# FODMAP interesting but confusing



## tebe (Jul 4, 2010)

Looking at FODMAP it looks interesting, and I may well want to try it. However, I do find it confusing: Even within one write up about it I have seen contradictions. (Wrote about this yesterday, but my thread seems to be missing - could be me). For instance 'artichokes' are named both as 'don't eat' and 'OK' on one page. does this refer to jerusalem artichokes (Helianthus tuberosus)(a root veg) or globe artichokes (Cynara cardunculus)(a flower head veg)? I grow both in the garden with the intention of eating, so it is of interest to me. There may be other contradictions too,but that was one that leapt out for me. Is anyone in the UK trying this diet, and if so how have you found it and have you got UK based useful guidelines?


----------



## Pippa1260 (May 18, 2011)

I'm from the UK, and whilst I can't answer your question about artichokes and the specifics of the diet I would fully recommend it.
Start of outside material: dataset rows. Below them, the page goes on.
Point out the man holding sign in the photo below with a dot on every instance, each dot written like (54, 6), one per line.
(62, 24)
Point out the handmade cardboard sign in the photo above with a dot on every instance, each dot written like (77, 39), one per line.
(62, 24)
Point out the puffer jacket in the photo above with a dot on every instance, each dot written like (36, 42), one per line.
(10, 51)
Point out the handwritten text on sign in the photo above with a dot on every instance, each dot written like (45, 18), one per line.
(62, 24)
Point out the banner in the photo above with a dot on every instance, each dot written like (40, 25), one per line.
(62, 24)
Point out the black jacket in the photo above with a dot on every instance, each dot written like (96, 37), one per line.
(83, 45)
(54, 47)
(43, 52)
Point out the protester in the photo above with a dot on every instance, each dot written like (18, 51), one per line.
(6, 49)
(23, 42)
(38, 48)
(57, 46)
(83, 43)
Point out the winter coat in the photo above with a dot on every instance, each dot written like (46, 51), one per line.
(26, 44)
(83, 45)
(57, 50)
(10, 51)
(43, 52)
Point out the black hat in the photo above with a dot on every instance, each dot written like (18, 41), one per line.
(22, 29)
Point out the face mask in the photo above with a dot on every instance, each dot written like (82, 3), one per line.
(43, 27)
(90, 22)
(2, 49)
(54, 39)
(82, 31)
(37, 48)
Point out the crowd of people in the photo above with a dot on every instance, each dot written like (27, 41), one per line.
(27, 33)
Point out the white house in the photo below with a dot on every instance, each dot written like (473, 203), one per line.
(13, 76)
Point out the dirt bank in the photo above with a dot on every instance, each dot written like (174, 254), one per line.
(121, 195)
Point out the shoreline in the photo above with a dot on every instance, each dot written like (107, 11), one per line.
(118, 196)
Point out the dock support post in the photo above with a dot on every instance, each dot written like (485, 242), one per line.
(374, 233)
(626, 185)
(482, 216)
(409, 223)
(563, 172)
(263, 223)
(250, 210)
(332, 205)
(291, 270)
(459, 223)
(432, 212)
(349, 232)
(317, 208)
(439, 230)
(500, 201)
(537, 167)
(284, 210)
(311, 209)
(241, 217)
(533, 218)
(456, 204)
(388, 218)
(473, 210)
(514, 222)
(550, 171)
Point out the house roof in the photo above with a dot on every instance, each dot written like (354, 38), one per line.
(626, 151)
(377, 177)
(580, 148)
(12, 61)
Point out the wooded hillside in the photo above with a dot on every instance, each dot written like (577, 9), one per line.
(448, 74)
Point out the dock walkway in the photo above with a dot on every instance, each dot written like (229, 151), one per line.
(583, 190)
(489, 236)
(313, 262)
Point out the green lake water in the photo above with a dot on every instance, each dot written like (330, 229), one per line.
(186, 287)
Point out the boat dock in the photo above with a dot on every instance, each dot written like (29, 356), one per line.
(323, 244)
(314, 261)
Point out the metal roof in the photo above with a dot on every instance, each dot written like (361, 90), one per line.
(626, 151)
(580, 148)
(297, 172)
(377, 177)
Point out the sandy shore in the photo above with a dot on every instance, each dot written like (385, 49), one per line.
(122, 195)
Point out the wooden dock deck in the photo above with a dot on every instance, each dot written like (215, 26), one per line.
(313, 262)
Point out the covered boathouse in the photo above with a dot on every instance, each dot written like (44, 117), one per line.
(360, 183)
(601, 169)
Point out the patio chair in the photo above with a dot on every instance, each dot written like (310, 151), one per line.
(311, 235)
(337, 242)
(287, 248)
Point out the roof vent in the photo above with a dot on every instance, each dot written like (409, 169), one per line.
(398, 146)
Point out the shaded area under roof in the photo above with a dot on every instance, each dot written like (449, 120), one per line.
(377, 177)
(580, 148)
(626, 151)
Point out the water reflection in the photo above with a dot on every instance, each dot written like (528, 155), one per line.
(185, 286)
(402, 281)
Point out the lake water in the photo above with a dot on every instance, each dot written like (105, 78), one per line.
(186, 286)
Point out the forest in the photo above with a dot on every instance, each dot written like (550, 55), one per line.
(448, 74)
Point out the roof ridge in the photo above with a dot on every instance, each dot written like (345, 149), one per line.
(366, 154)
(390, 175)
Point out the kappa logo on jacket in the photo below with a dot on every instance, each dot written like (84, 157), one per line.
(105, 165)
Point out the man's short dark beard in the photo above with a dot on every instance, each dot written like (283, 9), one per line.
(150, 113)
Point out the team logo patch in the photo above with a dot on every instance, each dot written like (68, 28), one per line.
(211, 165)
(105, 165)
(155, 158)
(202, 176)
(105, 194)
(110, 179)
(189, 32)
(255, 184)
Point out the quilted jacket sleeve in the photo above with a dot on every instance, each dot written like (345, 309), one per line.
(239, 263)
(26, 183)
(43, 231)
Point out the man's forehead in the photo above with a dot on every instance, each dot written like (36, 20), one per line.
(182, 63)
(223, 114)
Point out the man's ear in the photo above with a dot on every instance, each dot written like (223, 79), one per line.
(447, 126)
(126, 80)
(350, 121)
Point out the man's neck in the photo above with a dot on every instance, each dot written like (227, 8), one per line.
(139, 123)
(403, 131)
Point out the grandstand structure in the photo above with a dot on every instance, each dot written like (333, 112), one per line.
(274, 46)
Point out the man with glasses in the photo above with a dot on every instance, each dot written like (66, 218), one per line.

My father and I have been following the diet for roughly 2 weeks and have found it the most effective treatment we have used so far for treating our IBS.You may find this link helpful in making up your mind about the diet: http://health.alprosoya.co.uk/fileadmin/www_alpro-soya_com/content/health.alpro-soja.com/EN/guest-editorial/FODMAP_article_ENews_May10.pdfThere are contradictions yes, but trial and error soon shows what will work best for you personally. This is the list I follow: http://www.healthyfood.co.nz/articles/2010/march/are-you-intolerant-to-common-foods/fodmap-intolerances-0310.pdfHope you're well and best of luck.


----------



## flower44 (Feb 7, 2011)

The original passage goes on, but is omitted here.